I’ve been quiet for a few days as a sudden and sharp bipolar downturn combined with my Borderline Personality Disorder firing at its worst left me more or less non-functional. I scheduled an emergency session with my therapist in order to protect myself from myself. When I am both depressed and self-multilating, the probability of a particularly bad outcome is much higher than zero. Triage was applied and I’m doing better now, but the whole reason I bring all of this up is due to one exchange in particular that she and I had.
She mentioned that in the future, that possibly we could avoid such emergency sessions if I was truly resolved to stay alive. She reiterated that if one is committed to staying alive, then any challenge can be faced and any amount of time can elapse without intentional death being a possibility. She seemed perplexed at my response to such a passing mention, however. I am not resolved to living under any circumstances; in fact I fully plan to avoid the aging process in full by ending my own life near my fiftieth birthday should I live that long. I want an option to avoid pain and I cherish the fact that ultimately I hold the power when determining whether I live or die (for the most part). It’s interesting however, I hold her stance when it comes to the psychopath exercising restraint: the psychopath that vows to remain (mostly) prosocial has no need to fear consequences for their status in a society that does not punish thought crime. I have little sympathy for those that wish to allow themselves antisocial chaos just as my therapist had little sympathy for my insistence that I keep suicide as an always-present option.

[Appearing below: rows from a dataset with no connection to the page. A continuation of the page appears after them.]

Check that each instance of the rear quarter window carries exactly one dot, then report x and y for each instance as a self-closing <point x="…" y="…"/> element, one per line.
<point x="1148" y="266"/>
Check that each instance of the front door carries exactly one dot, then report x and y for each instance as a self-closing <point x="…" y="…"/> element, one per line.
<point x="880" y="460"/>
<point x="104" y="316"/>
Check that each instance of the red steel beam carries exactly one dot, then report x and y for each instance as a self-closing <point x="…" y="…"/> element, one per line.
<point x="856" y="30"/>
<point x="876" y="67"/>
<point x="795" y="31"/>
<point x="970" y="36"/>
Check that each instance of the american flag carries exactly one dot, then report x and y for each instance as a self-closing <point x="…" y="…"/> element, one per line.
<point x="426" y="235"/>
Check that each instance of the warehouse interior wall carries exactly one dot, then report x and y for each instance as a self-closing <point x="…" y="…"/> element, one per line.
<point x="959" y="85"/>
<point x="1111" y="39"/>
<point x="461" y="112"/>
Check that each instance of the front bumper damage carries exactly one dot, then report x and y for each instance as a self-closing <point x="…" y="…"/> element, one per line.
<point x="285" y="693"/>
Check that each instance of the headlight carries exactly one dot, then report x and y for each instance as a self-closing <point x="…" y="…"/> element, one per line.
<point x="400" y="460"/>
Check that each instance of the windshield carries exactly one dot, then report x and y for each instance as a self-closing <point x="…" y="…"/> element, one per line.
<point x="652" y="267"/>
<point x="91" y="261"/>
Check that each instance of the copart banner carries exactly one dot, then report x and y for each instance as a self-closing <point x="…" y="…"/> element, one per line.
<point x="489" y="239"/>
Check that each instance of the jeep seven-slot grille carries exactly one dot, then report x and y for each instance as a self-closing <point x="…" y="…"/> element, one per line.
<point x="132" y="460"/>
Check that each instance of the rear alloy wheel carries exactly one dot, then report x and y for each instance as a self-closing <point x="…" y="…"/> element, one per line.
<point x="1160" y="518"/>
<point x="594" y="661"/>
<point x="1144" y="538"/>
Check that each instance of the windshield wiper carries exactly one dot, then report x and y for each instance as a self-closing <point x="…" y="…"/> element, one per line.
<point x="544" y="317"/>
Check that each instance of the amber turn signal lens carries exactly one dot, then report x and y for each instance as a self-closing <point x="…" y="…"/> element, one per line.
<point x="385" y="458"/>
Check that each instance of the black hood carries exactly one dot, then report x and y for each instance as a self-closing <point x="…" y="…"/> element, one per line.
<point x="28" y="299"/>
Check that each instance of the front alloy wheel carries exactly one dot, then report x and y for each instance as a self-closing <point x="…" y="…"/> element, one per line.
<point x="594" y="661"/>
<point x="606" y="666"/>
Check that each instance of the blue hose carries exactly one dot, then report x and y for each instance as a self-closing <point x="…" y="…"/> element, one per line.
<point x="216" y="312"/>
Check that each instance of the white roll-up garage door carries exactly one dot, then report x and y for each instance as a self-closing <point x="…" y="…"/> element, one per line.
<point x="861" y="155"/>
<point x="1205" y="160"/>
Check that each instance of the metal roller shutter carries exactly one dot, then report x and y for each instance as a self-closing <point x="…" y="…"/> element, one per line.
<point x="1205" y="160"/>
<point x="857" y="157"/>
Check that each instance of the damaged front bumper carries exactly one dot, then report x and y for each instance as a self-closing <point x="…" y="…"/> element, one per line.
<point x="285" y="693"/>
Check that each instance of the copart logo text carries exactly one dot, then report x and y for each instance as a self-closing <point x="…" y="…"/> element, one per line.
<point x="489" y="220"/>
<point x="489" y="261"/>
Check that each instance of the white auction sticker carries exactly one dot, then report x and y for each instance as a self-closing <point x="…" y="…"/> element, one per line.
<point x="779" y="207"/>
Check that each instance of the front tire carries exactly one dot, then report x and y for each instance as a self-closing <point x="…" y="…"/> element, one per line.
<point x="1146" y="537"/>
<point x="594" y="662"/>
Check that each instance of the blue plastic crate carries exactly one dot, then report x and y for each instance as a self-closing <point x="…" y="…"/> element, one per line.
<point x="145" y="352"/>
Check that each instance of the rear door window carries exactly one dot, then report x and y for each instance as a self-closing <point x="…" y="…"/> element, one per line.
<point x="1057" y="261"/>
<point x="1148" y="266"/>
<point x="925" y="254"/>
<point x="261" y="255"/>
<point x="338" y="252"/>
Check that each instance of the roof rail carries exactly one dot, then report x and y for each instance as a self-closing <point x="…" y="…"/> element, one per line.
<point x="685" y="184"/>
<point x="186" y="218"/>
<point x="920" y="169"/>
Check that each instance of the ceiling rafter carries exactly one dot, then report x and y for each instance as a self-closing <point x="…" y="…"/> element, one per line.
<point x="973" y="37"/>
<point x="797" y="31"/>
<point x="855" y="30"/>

Just as I – most likely – will make a suicide attempt one day because I am not resolved to live, the psychopath that is not resolved to remain in society’s good graces will likely push the envelope with behavior that is contradictory to the will of society. By allowing any option to remain open, the odds of that option being executed must be non-zero. I can stare at my wrists, razor in hand, for hours only to eventually relent and sleep, but because I allow myself the possibility of slashing those wrists, the probability that I will one day do such is not negligible. The psychopath that eyes up another on the street, imagining her blade in their back faces a similar possibility if they do not separate fantasy from possibility. In this sense, my disconnect between my own willingness to die and another’s willingness to commit crime is realized. I can’t understand why one would allow any possibility of being thrown at the mercy of the justice system, just as my therapist cannot fathom why I simply won’t contract with living.